Testes de DNA revelam irmãs de doador galês

Natasha Goldstein-Opasiak, Gemma Hicks e Helen Hicks descobriram que compartilham o mesmo pai biológico após realizarem testes de DNA. As três mulheres, que cresceram acreditando serem filhas biológicas dos pais que as criaram, confirmaram o parentesco já na vida adulta. O doador de esperma responsável pela concepção das irmãs é um homem natural do País de Gales.

Testes de DNA

Gemma Hicks, de 36 anos, e Helen Hicks, de 35 anos, foram criadas em Berkshire, no sul da Inglaterra, e só souberam da doação de esperma quando se aproximavam dos 30 anos. Natasha Goldstein-Opasiak, de 36 anos, moradora de Essex, no leste de Londres, descobriu a origem por doação aos 21 anos, mas realizou o teste genético apenas aos 31 anos. O encontro entre as três mulheres foi descrito como um momento mágico, marcado por lágrimas de alegria e uma conexão imediata.

O período de concepção das irmãs antecede a criação da Autoridade de Fertilização Humana e Embriologia do Reino Unido, estabelecida em agosto de 1991. Antes dessa data, o setor de reprodução assistida operava sem regulamentação específica, cenário que as envolvidas classificam como o “Velho Oeste” da doação de esperma.

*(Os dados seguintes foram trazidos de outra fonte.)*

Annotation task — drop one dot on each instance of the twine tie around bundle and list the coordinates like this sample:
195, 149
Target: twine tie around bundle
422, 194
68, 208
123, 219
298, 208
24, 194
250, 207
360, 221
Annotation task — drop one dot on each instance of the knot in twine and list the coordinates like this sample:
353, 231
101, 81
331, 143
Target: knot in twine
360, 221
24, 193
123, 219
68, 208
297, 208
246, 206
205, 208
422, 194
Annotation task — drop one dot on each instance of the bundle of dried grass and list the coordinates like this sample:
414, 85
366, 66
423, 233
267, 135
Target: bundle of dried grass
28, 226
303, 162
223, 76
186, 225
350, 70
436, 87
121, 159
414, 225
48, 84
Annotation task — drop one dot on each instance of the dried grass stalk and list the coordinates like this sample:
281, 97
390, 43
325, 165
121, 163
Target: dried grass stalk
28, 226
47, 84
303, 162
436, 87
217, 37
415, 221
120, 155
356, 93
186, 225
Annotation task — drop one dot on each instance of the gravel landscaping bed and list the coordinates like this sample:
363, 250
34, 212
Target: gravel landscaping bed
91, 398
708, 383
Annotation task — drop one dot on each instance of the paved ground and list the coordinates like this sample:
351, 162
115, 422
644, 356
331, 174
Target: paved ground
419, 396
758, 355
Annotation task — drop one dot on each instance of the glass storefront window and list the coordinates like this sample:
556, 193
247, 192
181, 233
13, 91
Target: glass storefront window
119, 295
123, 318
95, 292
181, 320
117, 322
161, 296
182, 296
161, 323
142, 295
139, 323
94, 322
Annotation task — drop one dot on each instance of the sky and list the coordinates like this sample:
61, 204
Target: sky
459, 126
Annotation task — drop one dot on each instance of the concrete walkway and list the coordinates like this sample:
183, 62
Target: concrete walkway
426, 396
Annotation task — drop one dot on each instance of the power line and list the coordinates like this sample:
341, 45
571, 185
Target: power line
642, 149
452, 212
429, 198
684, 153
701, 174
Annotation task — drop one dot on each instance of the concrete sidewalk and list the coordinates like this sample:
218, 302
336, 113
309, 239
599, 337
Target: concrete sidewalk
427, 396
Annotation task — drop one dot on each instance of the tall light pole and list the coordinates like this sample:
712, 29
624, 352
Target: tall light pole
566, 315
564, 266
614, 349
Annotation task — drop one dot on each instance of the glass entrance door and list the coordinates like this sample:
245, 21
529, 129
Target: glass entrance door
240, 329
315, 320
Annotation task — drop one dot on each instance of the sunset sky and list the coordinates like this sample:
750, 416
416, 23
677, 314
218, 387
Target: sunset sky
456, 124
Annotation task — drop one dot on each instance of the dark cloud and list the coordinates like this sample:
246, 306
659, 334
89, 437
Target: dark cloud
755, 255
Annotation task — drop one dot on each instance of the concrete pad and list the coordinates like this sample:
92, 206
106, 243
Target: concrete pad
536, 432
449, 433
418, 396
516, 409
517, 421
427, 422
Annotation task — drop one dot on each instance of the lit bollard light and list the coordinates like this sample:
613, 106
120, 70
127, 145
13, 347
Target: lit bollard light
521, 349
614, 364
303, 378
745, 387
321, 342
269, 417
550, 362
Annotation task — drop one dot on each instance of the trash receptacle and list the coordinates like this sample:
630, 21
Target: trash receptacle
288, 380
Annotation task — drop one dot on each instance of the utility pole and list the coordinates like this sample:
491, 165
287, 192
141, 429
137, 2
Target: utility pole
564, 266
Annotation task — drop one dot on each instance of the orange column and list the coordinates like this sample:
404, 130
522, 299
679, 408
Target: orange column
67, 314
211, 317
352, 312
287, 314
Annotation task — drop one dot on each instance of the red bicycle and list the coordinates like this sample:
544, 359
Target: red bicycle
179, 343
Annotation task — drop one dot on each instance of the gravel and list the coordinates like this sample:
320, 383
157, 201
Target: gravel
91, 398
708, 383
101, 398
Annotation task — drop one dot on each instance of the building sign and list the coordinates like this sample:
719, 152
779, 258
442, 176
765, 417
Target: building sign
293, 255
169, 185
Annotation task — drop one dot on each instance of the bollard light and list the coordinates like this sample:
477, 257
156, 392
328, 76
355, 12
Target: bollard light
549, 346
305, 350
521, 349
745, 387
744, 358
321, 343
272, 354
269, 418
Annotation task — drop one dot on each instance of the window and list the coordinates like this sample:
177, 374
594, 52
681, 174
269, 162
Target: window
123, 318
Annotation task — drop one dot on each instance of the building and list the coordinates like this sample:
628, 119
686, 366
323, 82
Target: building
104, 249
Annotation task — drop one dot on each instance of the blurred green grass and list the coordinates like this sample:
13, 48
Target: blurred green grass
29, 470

Naquela época, os registros eram limitados e os pais eram frequentemente orientados a manter a origem biológica em segredo absoluto.

Irmãs de doador

Gemma Hicks descreveu o impacto emocional da revelação ao afirmar que sentiu uma mudança física e passou a questionar aspectos de sua própria identidade. Helen Hicks relatou uma sensação de clareza após o choque inicial, destacando que muitos eventos de sua vida passaram a fazer sentido após a confirmação. Natasha Goldstein-Opasiak explicou que realizou o exame de DNA movida pela curiosidade de compreender a origem de sua herança genética.

A ausência de normas regulatórias antes de 1991 dificultou o acesso a informações sobre doadores, deixando milhares de pessoas sem meios de rastrear suas linhagens biológicas. O caso das três mulheres ilustra as consequências de uma era em que a transparência sobre a concepção por doadores não era uma diretriz oficial. A descoberta permitiu que elas encontrassem outras irmãs concebidas pelo mesmo doador, expandindo o círculo de parentesco recém-descoberto.

Reprodução assistida Reino Unido

O grupo continua explorando a relação de irmandade e buscando compreender as influências genéticas em suas trajetórias individuais. A experiência compartilhada por elas destaca a importância dos testes de DNA na reconstrução de histórias familiares em casos de reprodução assistida sem registros detalhados.